I have ridden with transition lenses for almost 3 years now and will never go back. Prior to that I rode with contact lenses and sunglasses, but the contacts gave me problems on long endurance rides, especially muddy, wet conditions. With the transition lenses I can ride through the night and no worries about changing glasses or lenses. I bought mine through www.sportrx.com. Kind of pricey, but great customer service. I have Rudy Project Horus frames to accommodate strong prescription, but for normal prescriptions there are many more to choose from. Good luck.


----------



## hernan1304 (Nov 6, 2011)

Stay away from Oakley transitions prescription sport lenses. I bought Oakley Jawbones with prescription, vented, transition lenses. The whole package was around $550.

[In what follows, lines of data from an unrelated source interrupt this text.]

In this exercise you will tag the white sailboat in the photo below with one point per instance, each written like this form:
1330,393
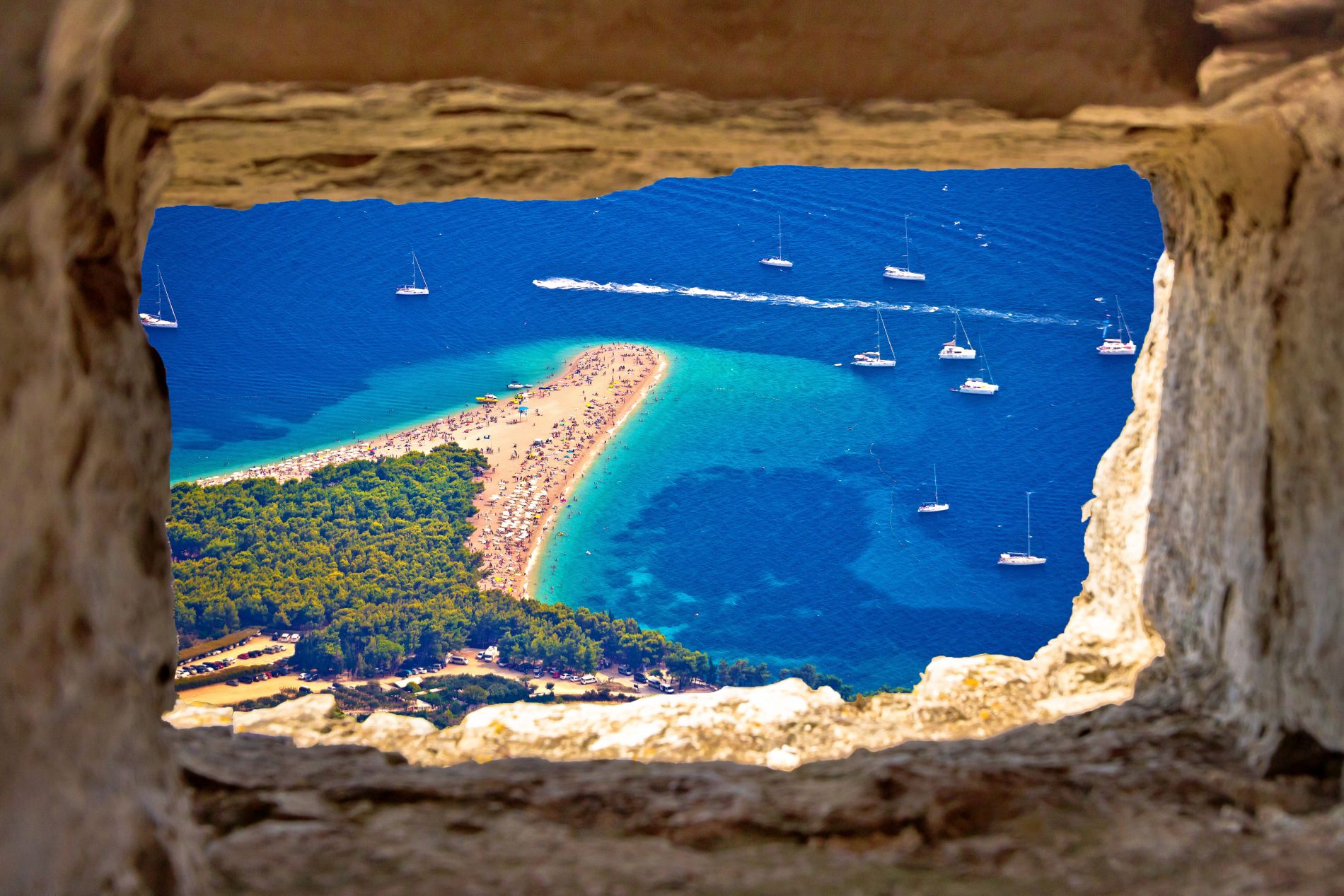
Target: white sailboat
1112,344
933,507
779,261
875,359
954,352
417,286
896,272
158,318
978,386
1029,559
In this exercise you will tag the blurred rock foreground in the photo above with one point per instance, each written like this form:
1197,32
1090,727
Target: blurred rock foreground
1184,733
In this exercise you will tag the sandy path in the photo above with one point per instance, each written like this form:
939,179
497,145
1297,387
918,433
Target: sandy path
222,694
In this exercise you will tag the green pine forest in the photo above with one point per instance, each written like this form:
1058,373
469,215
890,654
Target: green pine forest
370,561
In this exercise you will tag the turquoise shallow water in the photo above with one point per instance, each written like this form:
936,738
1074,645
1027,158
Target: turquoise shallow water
763,504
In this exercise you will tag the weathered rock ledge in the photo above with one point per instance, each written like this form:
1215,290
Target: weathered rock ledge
1133,801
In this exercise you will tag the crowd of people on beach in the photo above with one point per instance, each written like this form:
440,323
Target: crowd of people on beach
539,442
522,506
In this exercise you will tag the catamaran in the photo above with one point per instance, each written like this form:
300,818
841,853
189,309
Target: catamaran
779,261
975,385
933,507
875,359
896,272
417,286
954,352
1029,559
1113,346
158,318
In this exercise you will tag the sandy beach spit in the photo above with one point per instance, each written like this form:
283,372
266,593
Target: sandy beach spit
538,441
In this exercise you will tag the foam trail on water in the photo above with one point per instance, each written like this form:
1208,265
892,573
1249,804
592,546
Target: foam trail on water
797,301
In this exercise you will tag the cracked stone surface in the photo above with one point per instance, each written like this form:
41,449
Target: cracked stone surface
1214,539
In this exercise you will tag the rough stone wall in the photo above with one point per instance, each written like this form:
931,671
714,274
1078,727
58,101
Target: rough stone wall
1039,58
88,791
1245,581
1218,513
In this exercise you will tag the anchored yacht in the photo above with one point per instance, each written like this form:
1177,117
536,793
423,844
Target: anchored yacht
978,386
158,318
1027,559
417,286
897,272
954,352
933,507
779,261
1113,346
874,358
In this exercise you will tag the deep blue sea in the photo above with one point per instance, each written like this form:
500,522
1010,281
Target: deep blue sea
764,503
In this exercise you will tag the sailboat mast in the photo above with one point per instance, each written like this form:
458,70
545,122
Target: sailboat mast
163,294
887,334
1029,523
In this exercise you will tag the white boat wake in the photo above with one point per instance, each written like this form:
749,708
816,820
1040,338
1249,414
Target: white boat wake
799,301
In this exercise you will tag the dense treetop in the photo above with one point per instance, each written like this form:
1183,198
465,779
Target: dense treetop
370,559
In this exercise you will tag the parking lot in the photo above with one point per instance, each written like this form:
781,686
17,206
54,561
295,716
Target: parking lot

The first go-around, I had three problems: the lens was too thick for the frame (even though my prescription is quite low), INSANE fogging, and stray reflections all over the place at night. The quality of the optics also left something to be desired. The transition was good, but not great. One tip that really helps is to leave them outside on a very sunny day for about 1/2 hour and then bring them inside, then repeat, so they get broken in.

In response to my problems with the first lenses, Oakley re-did the lenses using a different technique (laser or something, sorry can't remember), and the optics are MUCH better, the thickness is also reduced, and they applied Anti-reflective coating on both sides so the stray reflections are gone.

HOWEVER: the fogging is still a huge problem, even at 20+ mph, and they are not very hydrophobic -droplets get all over my lenses and stay put. Honestly, on a cold wet day I can't see anything. On a cold day that's not wet, I can see a bit more, but not as much as one would hope.

Oakley is out of solutions for me, and the eye store I bought it from is trying to figure out whether there's anything more that can be done (such as applying an aftermarket coating on top of Oakley's AR coating).

I can't treat them with the standard anti-fog solution that Oakley ships with their other lenses, because it would mess with the AR coating (so says the Oakley rep).

STAY AWAY. and if you choose not to stay away, at least go with a model that has more natural ventilation, such as the Radars.

I am extremely disappointed in mine. Turns out that transitions RX lenses represent a VERY small percentage of the lenses that Oakley make (probably because of the high cost, but I got my insurance to cover mine), so I've turned into a bit of a guinea pig.


----------



## kdoggett (Apr 4, 2009)

I forgot to mention if your prescription is strong you should specify aspheric lenses to ensure flatter, lighter and thinner lenses. Costs more but worth it.


----------